Post-MEO Performance Review
1. When services
are performed in-house as a result of a cost comparison, including
those involving an ISSA, a formal review and inspection of the Most
Efficient Organization (MEO) should be conducted. Typically, this review
should be conducted following the end of the first full year of performance.
2. The Post-MEO
Performance Review confirms that the MEO has been implemented in accordance
with the Transition Plan, establishes the MEO's ability to perform
the services of the PWS and confirms that actual costs are within the
estimates contained in the in-house estimate. Adjustments may be made
for formal mission or scope of work changes.
3. Post-MEO Reviews
will be conducted at the direction of the official in paragraph 9.a.

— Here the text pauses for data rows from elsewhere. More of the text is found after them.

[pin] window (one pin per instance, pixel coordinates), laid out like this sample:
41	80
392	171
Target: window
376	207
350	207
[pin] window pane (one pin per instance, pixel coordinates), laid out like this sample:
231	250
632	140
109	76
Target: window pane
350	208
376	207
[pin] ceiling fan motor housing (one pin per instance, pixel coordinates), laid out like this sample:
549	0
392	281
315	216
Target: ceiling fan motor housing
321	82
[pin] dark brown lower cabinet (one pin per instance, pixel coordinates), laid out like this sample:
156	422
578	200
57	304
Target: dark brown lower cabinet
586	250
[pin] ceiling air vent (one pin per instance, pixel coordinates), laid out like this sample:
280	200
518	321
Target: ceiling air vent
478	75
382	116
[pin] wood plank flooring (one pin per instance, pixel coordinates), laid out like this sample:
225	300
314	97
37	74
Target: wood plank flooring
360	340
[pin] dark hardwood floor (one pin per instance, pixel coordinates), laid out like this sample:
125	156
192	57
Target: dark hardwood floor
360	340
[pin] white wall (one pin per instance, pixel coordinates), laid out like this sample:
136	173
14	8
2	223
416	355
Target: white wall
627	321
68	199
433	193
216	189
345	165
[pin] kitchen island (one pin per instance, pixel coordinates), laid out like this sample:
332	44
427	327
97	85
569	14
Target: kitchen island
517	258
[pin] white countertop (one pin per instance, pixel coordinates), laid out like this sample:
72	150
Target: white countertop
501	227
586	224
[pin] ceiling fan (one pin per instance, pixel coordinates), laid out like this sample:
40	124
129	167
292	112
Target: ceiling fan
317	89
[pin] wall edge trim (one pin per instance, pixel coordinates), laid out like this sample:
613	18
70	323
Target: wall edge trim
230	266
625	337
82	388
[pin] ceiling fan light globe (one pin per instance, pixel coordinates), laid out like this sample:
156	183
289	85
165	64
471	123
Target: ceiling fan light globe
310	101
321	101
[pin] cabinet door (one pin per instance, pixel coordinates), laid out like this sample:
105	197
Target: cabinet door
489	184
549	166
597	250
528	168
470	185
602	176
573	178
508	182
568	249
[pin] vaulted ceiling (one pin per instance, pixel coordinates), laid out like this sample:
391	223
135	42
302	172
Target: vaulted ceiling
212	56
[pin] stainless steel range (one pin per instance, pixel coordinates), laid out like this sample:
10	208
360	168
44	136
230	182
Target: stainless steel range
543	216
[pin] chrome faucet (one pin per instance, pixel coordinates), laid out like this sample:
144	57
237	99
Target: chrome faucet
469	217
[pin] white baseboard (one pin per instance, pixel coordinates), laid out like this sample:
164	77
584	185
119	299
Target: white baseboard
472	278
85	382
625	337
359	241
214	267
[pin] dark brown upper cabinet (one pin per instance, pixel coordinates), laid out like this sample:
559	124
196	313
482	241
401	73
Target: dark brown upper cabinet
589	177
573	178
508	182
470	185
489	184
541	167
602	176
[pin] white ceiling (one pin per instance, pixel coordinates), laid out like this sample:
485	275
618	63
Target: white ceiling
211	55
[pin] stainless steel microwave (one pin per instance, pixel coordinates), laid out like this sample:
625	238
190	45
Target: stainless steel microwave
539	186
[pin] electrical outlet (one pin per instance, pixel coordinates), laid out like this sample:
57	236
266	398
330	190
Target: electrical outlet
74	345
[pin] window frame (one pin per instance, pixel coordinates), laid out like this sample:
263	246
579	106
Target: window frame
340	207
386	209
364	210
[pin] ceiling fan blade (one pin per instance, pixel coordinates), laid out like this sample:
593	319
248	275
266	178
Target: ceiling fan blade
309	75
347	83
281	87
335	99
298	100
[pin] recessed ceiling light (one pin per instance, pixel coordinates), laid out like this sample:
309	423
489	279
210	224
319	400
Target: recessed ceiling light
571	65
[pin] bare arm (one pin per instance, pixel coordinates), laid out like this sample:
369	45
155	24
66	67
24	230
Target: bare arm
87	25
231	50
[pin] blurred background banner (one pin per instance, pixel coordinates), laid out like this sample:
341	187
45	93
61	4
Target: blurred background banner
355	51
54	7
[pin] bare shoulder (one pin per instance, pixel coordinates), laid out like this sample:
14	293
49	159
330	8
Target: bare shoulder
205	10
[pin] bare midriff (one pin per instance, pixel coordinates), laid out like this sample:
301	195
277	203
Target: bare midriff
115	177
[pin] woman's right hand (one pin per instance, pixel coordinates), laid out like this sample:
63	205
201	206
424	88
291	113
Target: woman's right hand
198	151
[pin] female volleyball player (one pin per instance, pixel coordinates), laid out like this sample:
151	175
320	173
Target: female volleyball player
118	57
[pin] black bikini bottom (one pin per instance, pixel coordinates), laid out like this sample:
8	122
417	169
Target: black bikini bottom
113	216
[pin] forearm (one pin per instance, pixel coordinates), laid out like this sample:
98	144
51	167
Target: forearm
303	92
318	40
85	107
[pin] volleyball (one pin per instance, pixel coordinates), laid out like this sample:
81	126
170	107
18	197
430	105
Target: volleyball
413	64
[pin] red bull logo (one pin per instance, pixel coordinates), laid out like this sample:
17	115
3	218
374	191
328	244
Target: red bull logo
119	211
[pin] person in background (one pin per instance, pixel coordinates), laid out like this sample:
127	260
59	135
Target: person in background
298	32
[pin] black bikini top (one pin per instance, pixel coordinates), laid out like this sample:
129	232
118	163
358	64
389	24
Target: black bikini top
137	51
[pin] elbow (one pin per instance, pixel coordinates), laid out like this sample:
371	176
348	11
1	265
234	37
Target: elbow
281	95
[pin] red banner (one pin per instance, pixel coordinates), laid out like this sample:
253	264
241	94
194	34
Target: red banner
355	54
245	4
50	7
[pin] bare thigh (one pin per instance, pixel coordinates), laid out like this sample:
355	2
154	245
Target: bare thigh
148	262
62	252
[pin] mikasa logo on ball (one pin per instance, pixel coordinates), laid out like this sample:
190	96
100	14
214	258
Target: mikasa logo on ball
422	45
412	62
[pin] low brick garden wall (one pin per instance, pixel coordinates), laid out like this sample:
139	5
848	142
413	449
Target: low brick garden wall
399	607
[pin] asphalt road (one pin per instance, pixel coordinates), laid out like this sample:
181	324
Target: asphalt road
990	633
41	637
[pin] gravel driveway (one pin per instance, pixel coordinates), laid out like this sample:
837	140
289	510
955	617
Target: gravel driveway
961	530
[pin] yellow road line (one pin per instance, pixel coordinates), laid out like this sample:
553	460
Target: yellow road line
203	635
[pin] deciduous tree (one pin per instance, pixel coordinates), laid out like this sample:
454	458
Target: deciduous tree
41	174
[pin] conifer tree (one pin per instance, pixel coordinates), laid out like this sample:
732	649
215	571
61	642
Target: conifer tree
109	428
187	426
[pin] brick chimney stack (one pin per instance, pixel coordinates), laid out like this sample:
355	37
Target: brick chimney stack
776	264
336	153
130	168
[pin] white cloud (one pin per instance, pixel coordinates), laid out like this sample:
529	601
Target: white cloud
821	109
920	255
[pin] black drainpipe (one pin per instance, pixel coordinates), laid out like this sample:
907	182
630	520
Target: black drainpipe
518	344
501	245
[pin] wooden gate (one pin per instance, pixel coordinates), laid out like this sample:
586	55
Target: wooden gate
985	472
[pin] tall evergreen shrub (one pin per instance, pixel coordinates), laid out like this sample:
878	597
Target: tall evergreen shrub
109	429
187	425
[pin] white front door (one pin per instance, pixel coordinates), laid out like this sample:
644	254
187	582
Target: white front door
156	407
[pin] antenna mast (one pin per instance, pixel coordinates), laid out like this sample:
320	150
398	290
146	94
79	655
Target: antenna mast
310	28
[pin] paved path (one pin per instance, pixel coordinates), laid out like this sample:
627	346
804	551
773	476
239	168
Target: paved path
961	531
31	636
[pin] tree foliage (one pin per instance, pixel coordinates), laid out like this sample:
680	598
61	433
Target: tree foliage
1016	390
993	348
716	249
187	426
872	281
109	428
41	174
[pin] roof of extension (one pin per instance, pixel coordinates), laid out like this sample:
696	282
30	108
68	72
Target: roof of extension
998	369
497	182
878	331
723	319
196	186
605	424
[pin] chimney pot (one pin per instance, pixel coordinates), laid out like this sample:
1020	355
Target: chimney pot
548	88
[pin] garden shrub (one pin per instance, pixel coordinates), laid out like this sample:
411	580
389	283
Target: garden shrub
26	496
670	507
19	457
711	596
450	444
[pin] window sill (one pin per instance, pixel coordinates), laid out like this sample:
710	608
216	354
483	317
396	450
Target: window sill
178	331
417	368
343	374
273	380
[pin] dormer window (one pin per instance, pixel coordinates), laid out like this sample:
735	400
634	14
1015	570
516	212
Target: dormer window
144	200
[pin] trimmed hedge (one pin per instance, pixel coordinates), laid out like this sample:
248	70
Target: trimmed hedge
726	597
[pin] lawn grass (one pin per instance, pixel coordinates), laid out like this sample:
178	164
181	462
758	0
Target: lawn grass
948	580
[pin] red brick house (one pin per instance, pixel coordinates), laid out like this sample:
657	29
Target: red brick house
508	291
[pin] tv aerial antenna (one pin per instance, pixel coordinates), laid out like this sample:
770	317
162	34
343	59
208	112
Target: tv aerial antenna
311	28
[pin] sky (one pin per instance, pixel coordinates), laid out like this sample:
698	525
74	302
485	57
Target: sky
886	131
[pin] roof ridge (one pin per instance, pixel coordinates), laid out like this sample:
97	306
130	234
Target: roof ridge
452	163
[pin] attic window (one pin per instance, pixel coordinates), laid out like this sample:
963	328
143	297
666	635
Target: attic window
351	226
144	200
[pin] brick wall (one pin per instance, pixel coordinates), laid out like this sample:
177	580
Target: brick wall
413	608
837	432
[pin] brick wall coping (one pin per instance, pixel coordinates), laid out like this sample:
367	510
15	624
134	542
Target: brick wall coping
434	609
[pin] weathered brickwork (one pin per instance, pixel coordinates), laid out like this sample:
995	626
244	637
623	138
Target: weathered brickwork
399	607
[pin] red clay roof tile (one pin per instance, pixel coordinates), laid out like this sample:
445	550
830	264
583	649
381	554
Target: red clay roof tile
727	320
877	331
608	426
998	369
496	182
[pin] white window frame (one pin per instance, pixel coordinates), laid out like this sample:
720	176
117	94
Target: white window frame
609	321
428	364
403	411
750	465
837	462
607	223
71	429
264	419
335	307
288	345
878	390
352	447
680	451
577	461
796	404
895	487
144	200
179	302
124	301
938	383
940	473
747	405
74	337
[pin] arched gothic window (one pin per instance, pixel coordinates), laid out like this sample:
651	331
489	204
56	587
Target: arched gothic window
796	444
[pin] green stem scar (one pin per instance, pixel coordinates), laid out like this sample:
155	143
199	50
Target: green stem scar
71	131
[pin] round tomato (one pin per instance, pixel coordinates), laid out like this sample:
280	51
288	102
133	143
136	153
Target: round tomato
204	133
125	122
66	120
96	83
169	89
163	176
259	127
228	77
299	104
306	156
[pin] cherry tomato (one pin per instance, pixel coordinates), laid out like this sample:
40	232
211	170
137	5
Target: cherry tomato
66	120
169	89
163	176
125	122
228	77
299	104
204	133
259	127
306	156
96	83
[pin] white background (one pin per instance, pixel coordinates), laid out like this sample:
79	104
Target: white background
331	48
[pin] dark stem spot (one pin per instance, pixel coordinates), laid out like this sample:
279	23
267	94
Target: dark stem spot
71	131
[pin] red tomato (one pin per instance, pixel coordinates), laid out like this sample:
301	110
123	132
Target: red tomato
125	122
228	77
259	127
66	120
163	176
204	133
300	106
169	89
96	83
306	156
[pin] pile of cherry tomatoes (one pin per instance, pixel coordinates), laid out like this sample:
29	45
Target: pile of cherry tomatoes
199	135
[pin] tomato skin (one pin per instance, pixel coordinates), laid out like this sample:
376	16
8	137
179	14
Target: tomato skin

of the Circular, or designee, but must be independent of the most senior
official included in the Government's in-house or ISSA cost estimate.
Post-MEO Performance Reviews will be conducted on not less than 20
percent of the functions performed by the Government as a result of
a cost comparison.
4. MEO implementation
may be measured in terms of the FTE, grade structure and the contract
support included in the Transition and Management Plan.
5. MEO performance
may be measured in terms of workload, responsiveness and quality of
work. Special inspections and a review of the activity's implementation
of the Quality Assurance Surveillance Plan may be necessary.
6. Cost conformance
may be determined by an analysis of actual labor and material costs
against the Personnel, Material, and Other Specifically Attributable
costs on the final CCF. Care should be taken to assure that adjustments
are made for retained or saved pay and for fringe benefit factors when
using actual cost records.
7. Minor cost
or performance deficiencies may be corrected to maintain the integrity
of the cost comparison process. A period of time consistent with that
given to a contractor may be given to the in-house or ISSA activity
to correct any deficiencies found. Failure to correct deficiencies
that would individually or in aggregate invalidate the original cost
comparison, or any finding of a significant deviation from the requirements
of the PWS, shall result in the following:
As with a contract
default, if an in-house or ISSA failure to perform is identified, including
failure to implement the MEO as provided by the Transition Plan, the
contracting officer will award the work to next lowest offerer who
participated in the cost comparison, if feasible. If award to the next
lowest offeror is not feasible the contracting officer will immediately
resolicit to conduct a revised and updated cost comparison.
8. An annual list
of Post-MEO Performance Review certifications will be made available
to the public upon request. This list will identify the total number
of cost comparisons completed since the issuance of this Revised Supplemental
Handbook and the number of Post-MEO Performance Reviews completed.